Video Klaim Tentara Israel Ditangkap Iran di Selat Hormuz Terbukti Rekayasa AI

Konflik antara koalisi Israel-Amerika Serikat dan Iran masih berlangsung. Di tengah situasi yang memanas, beredar di media sosial sebuah video yang mengklaim Iran menangkap sejumlah tentara Israel yang disebut mencoba masuk ke wilayah Iran melalui Selat Hormuz.

Video tersebut dibagikan sejumlah akun Facebook dan menampilkan beberapa orang yang terlihat diamankan di sebuah lokasi di tepi laut. Salah satu unggahan menyertakan keterangan, “Detik-detik tentara Israel yang mencoba masuk ke IRAN melalui selatan Hormuz ditangkap.”

Namun, hasil penelusuran menunjukkan klaim itu tidak benar. Video yang beredar teridentifikasi sebagai rekayasa berbasis kecerdasan buatan (artificial intelligence/AI).
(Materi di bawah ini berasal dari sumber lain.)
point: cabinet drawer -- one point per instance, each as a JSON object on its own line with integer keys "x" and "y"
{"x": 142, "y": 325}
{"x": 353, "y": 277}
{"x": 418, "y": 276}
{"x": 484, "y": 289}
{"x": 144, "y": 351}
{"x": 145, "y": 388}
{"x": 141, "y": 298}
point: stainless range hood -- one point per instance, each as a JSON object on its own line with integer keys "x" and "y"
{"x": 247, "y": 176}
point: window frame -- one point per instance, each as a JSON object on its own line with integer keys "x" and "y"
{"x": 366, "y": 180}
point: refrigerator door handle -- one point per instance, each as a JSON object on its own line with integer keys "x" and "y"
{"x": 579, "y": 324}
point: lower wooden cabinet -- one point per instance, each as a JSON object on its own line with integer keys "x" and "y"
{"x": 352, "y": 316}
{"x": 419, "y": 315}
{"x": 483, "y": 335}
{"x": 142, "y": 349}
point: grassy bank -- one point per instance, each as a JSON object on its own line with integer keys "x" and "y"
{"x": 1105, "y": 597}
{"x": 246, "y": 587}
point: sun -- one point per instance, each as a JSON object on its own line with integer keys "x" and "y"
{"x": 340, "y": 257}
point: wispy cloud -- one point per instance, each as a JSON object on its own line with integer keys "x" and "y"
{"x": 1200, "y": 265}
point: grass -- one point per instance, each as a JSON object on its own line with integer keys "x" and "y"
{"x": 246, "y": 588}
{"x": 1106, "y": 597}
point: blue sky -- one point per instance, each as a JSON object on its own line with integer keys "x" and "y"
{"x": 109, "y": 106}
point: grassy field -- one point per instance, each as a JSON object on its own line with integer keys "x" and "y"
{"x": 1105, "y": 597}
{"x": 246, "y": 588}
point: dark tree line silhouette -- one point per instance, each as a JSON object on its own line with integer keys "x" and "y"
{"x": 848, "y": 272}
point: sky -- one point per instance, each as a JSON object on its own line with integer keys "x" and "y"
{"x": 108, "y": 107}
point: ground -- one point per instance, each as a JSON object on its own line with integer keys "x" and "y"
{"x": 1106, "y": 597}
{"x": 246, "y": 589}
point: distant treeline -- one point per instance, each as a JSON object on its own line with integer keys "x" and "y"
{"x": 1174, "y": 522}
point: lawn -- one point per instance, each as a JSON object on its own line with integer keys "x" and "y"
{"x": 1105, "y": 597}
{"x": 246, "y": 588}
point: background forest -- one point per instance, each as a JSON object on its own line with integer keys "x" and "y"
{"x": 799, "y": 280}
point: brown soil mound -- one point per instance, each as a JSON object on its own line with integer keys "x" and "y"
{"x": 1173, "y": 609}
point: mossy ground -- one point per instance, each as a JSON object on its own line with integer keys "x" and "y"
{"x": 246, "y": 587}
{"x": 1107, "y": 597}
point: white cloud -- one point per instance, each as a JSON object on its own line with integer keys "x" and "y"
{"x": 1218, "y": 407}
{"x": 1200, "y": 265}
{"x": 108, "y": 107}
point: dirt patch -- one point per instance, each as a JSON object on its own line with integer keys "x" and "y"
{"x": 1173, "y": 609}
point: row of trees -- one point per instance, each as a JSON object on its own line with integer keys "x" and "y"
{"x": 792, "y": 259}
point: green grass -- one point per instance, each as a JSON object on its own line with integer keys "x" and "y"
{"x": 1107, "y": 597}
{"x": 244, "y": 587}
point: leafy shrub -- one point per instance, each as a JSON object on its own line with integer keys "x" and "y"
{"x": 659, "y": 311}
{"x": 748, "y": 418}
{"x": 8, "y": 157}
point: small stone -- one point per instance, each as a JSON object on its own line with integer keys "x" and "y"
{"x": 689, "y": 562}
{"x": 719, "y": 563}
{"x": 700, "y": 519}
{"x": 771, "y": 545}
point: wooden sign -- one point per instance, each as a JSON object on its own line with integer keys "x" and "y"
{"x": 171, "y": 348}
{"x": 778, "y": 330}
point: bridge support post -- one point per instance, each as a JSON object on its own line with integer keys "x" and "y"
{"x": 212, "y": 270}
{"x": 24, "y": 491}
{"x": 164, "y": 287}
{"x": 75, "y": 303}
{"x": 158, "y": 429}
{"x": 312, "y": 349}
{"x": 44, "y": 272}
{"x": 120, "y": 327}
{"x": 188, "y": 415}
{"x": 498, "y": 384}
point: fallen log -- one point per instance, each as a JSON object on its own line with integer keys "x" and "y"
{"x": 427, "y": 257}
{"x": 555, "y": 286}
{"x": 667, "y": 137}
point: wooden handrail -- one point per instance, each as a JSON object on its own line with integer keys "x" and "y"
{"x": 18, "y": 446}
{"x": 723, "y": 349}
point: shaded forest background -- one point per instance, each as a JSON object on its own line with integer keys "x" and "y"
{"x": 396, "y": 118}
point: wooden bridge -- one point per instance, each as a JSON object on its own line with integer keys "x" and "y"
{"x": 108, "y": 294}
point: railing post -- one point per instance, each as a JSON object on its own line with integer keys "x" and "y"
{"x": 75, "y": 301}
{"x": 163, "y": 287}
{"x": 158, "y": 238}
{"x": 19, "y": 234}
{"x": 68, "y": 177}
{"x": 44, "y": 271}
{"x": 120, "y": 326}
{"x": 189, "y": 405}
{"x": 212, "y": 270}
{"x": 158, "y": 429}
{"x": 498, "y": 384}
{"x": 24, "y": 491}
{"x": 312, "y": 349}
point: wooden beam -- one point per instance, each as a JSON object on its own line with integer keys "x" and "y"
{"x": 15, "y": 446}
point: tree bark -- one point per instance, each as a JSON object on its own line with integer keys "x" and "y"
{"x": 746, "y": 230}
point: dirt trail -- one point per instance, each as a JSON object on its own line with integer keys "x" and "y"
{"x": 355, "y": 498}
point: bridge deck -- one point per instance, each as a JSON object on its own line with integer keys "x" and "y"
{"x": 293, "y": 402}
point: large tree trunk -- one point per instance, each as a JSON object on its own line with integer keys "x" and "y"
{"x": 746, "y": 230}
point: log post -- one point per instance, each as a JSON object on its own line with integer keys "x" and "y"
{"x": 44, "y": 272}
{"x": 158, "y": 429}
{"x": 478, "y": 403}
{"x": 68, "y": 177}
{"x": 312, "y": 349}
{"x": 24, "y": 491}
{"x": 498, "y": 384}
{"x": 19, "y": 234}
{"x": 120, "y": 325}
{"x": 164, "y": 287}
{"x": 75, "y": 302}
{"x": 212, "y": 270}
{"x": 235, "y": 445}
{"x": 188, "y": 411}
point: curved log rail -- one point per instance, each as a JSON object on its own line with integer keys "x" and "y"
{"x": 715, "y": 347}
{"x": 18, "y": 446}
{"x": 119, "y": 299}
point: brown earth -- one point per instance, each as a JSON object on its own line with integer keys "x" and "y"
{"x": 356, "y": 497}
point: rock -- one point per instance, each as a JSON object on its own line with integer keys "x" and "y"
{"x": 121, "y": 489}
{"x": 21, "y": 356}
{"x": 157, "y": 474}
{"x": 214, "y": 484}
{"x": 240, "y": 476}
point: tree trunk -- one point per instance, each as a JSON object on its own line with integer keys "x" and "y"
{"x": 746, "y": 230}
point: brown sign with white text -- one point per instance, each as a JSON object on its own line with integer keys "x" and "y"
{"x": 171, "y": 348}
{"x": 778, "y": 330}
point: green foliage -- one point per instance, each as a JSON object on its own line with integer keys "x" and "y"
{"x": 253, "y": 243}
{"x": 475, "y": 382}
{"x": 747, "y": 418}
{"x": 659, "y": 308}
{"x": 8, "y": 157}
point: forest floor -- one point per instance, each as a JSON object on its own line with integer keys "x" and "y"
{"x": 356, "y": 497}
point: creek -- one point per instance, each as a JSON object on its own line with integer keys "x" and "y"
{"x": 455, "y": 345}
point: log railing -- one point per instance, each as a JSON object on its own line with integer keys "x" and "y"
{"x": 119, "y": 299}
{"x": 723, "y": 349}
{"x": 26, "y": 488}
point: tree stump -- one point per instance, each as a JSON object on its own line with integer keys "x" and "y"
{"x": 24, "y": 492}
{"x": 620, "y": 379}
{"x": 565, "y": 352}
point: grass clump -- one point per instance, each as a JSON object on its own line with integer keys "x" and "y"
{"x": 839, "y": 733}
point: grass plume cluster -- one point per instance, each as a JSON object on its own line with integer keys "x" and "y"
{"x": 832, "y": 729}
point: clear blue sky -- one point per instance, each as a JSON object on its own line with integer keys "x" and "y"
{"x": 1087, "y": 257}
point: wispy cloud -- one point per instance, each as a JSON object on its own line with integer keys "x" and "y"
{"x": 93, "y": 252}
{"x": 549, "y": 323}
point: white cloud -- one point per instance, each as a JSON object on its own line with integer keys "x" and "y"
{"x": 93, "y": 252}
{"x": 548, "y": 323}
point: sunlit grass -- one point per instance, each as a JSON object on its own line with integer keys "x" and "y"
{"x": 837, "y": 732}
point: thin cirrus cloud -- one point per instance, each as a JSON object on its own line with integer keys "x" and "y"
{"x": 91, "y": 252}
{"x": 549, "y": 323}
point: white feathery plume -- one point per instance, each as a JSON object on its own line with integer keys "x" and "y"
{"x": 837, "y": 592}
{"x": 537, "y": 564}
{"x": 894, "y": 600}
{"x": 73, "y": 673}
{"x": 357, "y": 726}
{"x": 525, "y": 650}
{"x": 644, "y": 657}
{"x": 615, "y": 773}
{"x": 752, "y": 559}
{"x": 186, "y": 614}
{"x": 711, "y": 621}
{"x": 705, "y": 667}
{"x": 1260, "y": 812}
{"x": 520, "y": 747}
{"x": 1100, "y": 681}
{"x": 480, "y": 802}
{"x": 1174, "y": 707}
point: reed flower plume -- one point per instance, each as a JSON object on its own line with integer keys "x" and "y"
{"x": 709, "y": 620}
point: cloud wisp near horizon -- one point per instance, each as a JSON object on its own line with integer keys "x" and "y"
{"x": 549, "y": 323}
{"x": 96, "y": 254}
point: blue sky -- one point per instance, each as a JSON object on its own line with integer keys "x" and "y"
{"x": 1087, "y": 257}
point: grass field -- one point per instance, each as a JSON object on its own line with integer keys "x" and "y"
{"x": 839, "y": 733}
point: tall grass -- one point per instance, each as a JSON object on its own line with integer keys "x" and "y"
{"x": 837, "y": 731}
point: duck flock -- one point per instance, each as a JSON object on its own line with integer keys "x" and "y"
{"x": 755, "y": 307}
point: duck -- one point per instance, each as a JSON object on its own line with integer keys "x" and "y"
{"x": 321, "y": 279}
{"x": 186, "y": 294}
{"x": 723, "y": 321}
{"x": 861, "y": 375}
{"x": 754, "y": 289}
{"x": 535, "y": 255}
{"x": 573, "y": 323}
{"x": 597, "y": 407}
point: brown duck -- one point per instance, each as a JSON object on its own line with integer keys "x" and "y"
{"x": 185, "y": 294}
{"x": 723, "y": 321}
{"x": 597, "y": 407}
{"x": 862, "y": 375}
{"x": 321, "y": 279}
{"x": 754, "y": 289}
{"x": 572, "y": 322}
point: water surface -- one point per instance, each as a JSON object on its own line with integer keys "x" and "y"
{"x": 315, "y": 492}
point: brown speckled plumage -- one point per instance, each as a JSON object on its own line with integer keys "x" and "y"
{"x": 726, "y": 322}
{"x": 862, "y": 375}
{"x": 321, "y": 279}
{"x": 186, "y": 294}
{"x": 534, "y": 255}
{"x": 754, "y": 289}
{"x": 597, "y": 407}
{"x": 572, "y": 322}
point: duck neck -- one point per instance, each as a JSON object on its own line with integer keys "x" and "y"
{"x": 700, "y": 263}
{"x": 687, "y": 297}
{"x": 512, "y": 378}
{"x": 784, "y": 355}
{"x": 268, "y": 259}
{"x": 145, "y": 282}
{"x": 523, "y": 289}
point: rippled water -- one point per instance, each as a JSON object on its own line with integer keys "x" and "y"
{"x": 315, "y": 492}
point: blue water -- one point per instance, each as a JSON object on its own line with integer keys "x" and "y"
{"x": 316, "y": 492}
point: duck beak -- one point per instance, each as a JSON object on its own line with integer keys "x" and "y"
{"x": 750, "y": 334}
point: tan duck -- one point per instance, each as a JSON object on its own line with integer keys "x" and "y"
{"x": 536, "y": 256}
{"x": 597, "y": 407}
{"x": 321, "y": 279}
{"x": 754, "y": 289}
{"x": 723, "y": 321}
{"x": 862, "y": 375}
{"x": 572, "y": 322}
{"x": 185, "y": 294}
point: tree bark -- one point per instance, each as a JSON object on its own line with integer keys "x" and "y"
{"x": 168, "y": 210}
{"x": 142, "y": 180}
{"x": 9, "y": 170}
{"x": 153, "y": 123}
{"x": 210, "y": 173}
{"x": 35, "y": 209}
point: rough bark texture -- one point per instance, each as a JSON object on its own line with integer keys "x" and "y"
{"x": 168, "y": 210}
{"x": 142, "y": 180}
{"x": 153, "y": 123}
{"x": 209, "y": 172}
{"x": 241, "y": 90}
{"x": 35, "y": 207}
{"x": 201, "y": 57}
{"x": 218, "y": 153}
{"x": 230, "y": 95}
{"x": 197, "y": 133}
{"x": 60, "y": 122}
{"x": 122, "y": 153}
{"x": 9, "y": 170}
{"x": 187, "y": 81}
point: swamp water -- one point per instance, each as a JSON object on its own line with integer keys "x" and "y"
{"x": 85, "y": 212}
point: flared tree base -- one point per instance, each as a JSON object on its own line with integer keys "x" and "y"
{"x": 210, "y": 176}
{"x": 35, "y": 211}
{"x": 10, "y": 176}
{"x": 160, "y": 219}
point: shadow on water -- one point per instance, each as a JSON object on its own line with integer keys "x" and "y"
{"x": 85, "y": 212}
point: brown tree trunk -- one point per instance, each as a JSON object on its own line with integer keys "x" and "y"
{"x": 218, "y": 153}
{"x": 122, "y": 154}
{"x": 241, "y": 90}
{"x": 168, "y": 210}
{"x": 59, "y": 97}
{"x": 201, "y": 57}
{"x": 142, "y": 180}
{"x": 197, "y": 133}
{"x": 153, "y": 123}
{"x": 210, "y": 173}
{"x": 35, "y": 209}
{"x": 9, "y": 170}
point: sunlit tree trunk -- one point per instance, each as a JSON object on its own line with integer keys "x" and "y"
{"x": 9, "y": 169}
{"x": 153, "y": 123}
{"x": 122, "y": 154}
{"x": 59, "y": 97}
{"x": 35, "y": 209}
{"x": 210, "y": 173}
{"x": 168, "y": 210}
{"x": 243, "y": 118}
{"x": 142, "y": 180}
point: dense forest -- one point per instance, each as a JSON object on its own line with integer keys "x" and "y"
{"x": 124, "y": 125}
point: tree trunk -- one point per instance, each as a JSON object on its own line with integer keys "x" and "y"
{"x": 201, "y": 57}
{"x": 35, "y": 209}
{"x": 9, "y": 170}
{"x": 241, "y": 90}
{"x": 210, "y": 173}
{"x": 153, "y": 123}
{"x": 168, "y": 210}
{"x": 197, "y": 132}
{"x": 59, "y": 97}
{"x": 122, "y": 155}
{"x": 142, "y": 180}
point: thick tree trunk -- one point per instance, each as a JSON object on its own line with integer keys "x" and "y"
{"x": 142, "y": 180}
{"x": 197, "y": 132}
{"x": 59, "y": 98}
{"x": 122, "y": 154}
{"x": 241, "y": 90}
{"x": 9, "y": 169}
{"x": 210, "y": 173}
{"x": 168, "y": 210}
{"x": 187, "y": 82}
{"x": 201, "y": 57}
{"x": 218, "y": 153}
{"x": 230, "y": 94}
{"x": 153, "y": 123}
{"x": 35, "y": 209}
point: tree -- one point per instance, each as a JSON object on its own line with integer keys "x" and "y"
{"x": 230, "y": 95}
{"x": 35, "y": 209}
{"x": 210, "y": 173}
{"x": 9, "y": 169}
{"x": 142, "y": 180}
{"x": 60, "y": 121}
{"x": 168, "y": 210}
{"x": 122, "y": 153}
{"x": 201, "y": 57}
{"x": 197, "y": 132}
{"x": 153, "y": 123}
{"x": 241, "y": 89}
Akun yang membagikan video tersebut juga tercatat kerap mengunggah konten hasil rekayasa AI terkait konflik Iran dan Israel.

Verifikasi menggunakan alat pendeteksi Hive Moderation menunjukkan video itu memiliki probabilitas 96,3 persen sebagai konten yang dihasilkan AI. Selain itu, penelusuran melalui Google Search tidak menemukan informasi atau pemberitaan valid mengenai penangkapan tentara Israel yang disebut mencoba masuk ke wilayah Iran melalui Selat Hormuz.

Dalam konteks konflik yang memanas sejak akhir Februari 2026, Iran disebut menutup Selat Hormuz. Selat ini memiliki posisi strategis sebagai jalur utama keluar-masuk minyak dari negara-negara produsen di kawasan Teluk Persia menuju pasar internasional. Penutupan jalur tersebut dilaporkan memicu kekacauan di pasar minyak global, dengan kekhawatiran harga minyak terus naik jika penutupan berlanjut.

Sebelumnya, beredar pula video manipulasi AI lain di media sosial yang mengklaim Iran menangkap 837 tentara Israel. Klaim tersebut juga telah dinyatakan sebagai konten rekayasa.

Kesimpulannya, video yang menyebut Iran menangkap tentara Israel karena mencoba masuk wilayah Iran melalui Selat Hormuz merupakan hasil rekayasa AI dan tidak didukung bukti maupun laporan tepercaya.